Data Exfiltration with Python and Git
When running Checkov checks (custom or not), you are running code, in your environment, with all the permissions the user runinng it has. This is a great foothold into your environment.
- We have (almost arbitrary) command execution with Python
- We can leverage tools such as Git to in/exfiltrate data
To illustrate this, we have exploit code for:
-
A proof of concept CKV_COOL_MALI_CHECK that creates a user, generates files, runs bash commands, and installs an OpenSSH server on the machine running Checkov. This allows remote connections using the new user. While this requires sudo privileges and firewall rules might complicate access, the potential for misuse is significant, especially regarding filesystem integrity.
-
A proof of concept CKV_COOL_MALI_2_CHECK to silently exfiltrate data with Python and Git:
-
Clones a remote repository (git clone)
- Creates a new branch* (git checkout)
- Creates a file with data about the system in the cloned repo directory (keep it simple for PoC, endless opportunities)
- Commits file to the .git tree (git add & commit)
- Pushes to the Git repo (git push)
- Deletes traces of its activity (shutil.rmtree)
Conclusion
The sky is the limit here. With or without root privileges, you can leave a mark.

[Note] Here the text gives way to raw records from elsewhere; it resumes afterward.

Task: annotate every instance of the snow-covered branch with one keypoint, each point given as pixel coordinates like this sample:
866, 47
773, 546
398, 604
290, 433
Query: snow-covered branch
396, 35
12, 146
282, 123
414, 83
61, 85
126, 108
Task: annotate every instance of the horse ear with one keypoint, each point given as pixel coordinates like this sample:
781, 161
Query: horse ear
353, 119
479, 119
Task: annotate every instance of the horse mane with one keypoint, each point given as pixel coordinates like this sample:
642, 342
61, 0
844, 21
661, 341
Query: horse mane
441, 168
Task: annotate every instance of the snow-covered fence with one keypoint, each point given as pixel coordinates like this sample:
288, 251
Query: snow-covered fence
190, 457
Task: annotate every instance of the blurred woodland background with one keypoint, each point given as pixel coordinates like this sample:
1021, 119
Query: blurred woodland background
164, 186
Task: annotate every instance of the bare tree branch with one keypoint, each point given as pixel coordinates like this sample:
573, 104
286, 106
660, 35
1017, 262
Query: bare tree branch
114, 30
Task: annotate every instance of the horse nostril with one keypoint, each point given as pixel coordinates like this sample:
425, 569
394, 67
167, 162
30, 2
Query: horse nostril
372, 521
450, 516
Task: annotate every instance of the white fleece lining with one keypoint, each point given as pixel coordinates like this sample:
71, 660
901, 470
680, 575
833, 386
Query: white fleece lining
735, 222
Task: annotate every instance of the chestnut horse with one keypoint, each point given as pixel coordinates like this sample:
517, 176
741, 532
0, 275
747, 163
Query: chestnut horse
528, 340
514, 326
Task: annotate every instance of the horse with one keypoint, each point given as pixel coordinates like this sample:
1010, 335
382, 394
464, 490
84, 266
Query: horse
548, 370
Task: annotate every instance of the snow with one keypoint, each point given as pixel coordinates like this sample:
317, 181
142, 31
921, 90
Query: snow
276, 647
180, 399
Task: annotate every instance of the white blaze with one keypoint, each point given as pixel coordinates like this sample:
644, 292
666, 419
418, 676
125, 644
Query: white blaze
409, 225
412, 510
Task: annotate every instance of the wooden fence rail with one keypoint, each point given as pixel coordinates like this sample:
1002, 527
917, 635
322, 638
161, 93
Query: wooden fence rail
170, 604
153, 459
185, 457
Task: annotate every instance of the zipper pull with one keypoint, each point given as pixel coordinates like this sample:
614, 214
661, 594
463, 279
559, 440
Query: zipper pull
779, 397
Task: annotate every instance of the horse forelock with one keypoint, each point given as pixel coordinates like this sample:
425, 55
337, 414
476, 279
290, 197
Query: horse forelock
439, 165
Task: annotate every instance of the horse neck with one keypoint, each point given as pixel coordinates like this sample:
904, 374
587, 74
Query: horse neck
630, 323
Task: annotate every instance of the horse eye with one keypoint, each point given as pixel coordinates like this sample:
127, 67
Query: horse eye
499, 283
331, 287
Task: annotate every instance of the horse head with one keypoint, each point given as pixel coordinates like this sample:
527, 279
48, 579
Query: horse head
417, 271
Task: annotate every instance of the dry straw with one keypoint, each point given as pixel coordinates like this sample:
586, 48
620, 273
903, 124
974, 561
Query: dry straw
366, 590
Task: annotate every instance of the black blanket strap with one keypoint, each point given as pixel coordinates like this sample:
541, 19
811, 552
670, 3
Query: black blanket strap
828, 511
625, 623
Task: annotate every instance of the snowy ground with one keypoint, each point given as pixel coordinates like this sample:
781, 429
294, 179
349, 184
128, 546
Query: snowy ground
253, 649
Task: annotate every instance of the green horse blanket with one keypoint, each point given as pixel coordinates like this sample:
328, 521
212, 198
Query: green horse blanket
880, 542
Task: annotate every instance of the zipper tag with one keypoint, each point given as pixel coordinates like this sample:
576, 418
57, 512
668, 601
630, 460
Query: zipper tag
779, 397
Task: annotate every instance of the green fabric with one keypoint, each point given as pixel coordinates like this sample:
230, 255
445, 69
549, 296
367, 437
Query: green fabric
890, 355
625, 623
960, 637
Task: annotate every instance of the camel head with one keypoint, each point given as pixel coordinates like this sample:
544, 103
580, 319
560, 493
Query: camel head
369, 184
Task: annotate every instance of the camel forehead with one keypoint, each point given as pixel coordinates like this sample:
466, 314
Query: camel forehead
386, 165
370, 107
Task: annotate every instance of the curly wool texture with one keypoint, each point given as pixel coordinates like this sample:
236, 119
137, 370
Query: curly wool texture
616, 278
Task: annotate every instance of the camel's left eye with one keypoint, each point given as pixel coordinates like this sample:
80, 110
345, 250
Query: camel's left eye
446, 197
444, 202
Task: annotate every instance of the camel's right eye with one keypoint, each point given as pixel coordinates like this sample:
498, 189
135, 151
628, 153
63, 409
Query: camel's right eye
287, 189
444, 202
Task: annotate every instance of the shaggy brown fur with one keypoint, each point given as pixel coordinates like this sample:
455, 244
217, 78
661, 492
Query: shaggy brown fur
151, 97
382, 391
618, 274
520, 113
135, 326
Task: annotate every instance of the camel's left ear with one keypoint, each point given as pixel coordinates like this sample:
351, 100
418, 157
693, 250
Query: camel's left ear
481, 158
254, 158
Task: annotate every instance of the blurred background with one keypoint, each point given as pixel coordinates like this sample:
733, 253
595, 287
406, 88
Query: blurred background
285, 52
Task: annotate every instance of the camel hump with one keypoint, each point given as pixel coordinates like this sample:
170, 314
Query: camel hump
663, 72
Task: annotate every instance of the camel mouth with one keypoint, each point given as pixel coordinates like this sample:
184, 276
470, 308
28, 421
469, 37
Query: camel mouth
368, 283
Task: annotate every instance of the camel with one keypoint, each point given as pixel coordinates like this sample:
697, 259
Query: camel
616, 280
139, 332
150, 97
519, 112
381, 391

My advice is not to run extra checks unless the code has been reviewed and tested by yourself (you do have to do the work, the "it's fine, open source means it's safe because everyone can check it" solution has been proven NOT to work).
This caution applies to any tool where the source code has not been scrutinized. It's not just Checkov, nor is it just Checkov custom checks.
Actions
-
Reached out to Palo Alto through their security reports page.
-
Checkov documentation has been updated.
Related Work & Stories
This research was triggered when developing custom policies to help with metadata guardrails for container images and CSP infrastructure (labels, tags, annotations, etc). Metadata becomes more complex than expected when you consider the semantics used by different providers, the asset types and the lack of maturity of tools in this space. A starter-for-ten is available on pac-on-rails.